Over time, with the spread of Hinduism in South India, Kodavas, like other tribal groups, assimilated some of the Hindu beliefs and forms of worship, although they did not accept Brahmins in their rituals or adopt the caste system of Hinduism. Their deities too were absorbed into the Hindu pantheon.
The articles in this well-researched and informative book address the question posed in the title from the points of view of several writers – views that overlap, converge, diverge and sometimes are quite different from each other. The writers have defined the key words in the title, or words related to it – ‘Kodavas’, ‘Hindus’ and ‘religion’ – in order to clarify and elaborate their views.
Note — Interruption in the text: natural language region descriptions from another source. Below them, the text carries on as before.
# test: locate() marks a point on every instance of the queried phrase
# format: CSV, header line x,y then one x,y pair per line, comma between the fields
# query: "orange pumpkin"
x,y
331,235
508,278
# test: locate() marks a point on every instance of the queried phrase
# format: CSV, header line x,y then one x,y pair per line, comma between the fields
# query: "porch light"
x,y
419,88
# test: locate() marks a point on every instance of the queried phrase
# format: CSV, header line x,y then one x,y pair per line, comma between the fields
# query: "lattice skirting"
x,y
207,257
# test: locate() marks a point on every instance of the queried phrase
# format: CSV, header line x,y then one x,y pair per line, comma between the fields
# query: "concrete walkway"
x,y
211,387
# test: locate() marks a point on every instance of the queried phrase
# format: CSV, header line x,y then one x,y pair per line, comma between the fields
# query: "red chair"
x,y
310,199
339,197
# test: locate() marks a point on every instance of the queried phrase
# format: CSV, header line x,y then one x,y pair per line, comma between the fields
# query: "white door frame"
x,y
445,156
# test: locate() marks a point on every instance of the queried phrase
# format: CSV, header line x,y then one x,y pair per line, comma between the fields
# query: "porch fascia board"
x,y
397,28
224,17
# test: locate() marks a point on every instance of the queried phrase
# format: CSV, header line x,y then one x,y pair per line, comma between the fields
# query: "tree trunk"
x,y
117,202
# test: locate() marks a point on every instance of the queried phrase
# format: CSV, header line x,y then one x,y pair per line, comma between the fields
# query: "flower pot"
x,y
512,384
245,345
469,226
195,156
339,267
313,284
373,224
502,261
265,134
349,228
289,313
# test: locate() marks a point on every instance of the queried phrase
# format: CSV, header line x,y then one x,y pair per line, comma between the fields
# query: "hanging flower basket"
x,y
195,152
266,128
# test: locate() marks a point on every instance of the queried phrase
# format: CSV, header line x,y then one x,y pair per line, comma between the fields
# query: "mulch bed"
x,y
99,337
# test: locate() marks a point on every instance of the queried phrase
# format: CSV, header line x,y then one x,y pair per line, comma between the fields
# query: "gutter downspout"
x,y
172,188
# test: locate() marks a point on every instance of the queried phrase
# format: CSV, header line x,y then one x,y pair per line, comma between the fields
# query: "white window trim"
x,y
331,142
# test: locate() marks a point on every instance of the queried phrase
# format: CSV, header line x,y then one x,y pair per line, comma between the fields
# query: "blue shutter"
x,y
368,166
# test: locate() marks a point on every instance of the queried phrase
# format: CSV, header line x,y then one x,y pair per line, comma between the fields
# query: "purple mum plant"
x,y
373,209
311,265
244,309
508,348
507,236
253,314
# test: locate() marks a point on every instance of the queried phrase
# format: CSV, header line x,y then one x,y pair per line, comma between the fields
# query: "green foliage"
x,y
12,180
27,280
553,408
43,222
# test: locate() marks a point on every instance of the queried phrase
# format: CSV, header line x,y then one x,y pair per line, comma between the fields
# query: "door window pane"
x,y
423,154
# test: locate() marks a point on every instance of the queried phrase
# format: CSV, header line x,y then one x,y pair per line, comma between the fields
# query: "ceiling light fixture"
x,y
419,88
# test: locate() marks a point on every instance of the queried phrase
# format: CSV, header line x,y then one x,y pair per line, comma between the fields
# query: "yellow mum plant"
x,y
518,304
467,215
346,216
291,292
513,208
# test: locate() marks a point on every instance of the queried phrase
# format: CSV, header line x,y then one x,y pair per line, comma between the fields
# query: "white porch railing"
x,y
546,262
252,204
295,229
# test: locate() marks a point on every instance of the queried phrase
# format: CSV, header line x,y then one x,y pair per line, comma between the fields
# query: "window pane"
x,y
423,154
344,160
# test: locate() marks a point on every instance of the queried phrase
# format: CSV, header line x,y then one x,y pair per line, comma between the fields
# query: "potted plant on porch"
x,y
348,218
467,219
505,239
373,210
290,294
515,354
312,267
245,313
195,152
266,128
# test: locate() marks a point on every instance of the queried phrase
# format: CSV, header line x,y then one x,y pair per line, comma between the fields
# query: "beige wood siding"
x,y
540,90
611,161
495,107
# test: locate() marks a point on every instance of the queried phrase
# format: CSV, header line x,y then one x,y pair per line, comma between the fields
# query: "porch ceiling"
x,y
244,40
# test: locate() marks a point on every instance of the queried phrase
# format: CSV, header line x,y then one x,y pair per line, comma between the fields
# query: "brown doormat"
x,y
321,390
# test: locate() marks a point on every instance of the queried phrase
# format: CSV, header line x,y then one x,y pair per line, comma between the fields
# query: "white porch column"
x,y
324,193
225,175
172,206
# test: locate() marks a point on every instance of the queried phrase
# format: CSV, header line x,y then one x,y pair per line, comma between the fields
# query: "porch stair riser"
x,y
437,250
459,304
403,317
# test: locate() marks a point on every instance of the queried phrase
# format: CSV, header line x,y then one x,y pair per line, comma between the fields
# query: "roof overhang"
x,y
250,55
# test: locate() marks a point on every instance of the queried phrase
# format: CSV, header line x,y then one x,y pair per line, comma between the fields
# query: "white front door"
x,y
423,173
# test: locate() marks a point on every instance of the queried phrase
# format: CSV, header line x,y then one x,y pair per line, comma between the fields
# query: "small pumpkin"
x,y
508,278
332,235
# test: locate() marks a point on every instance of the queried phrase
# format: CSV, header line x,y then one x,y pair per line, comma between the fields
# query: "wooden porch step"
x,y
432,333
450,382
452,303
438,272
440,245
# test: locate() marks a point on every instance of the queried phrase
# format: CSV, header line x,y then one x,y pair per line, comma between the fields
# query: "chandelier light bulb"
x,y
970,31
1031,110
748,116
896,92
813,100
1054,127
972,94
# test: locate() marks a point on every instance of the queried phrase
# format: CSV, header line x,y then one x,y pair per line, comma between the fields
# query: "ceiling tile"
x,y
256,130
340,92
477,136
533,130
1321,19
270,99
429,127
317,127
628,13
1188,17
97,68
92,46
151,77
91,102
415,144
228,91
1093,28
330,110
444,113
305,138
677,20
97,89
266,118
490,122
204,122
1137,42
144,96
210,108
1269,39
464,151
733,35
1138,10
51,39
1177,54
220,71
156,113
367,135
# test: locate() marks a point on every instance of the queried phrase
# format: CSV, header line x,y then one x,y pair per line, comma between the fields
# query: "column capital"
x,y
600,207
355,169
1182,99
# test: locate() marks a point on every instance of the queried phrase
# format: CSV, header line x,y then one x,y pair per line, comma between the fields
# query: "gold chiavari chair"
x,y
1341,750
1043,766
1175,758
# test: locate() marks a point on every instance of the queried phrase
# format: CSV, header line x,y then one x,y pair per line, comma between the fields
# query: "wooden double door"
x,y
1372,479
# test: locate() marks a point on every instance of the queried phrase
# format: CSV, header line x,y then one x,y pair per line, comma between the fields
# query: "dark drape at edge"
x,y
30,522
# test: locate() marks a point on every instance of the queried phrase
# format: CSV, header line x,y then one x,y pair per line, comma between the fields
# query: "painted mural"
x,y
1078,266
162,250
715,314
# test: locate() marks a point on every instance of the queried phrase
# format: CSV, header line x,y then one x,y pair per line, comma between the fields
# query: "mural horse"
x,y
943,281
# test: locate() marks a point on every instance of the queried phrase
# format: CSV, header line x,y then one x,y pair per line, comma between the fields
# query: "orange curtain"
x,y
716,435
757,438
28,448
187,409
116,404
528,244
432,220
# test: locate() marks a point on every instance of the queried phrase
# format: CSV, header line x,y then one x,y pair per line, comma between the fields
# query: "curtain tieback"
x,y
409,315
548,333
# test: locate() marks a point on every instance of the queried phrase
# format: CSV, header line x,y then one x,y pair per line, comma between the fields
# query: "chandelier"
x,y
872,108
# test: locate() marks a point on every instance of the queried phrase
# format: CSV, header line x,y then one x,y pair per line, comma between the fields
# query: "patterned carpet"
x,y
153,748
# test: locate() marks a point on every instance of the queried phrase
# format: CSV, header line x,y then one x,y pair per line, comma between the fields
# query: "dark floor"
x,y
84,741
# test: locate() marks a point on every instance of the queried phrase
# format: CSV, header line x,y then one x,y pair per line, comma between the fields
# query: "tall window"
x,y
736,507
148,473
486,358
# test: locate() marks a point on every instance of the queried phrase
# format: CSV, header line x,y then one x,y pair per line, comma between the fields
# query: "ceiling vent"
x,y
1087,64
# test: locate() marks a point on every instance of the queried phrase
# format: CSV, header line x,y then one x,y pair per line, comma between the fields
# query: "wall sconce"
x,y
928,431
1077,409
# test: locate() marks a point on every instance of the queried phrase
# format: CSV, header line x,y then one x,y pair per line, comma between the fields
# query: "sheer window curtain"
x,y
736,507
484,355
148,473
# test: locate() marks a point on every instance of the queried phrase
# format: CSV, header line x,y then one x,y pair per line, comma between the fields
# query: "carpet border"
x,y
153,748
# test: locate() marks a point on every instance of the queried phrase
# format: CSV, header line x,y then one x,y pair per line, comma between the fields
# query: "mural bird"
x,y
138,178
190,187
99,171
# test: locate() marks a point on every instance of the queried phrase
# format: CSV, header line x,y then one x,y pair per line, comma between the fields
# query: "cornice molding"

They have pointed out the stark differences between some of the Kodava customs and those followed by Hindus and have shown how, over time, the Kodava way of life has moved towards the Hindu way of life. And, in order to give some context to the question, they have described Kodava customs and practices and narrated its history in brief.
The author of the book, P.T.Bopanna, says this is “a serious effort…to analyze and debate the various facets of Kodava religion” and “to inform Kodavas, especially the younger generation, about their original faith and belief system” and “help them to better appreciate their original faith which is slowly being eroded….”
That raises another question – why is it important that Kodavas be made aware of and appreciate their original faith? This has been answered in different ways by the writers and may be summed up as: so that they are inspired to maintain their unique identity and faith which respects elders and nature and which keeps their society stable and helps protect the environment. One may further ask – but why is it important to practice and preserve this unique identity and faith? To which, the answer in this book is: because it adds to the diversity and richness of global culture and helps it survive, just as the variety of species in nature adds to the rich biodiversity of life on earth and helps it survive.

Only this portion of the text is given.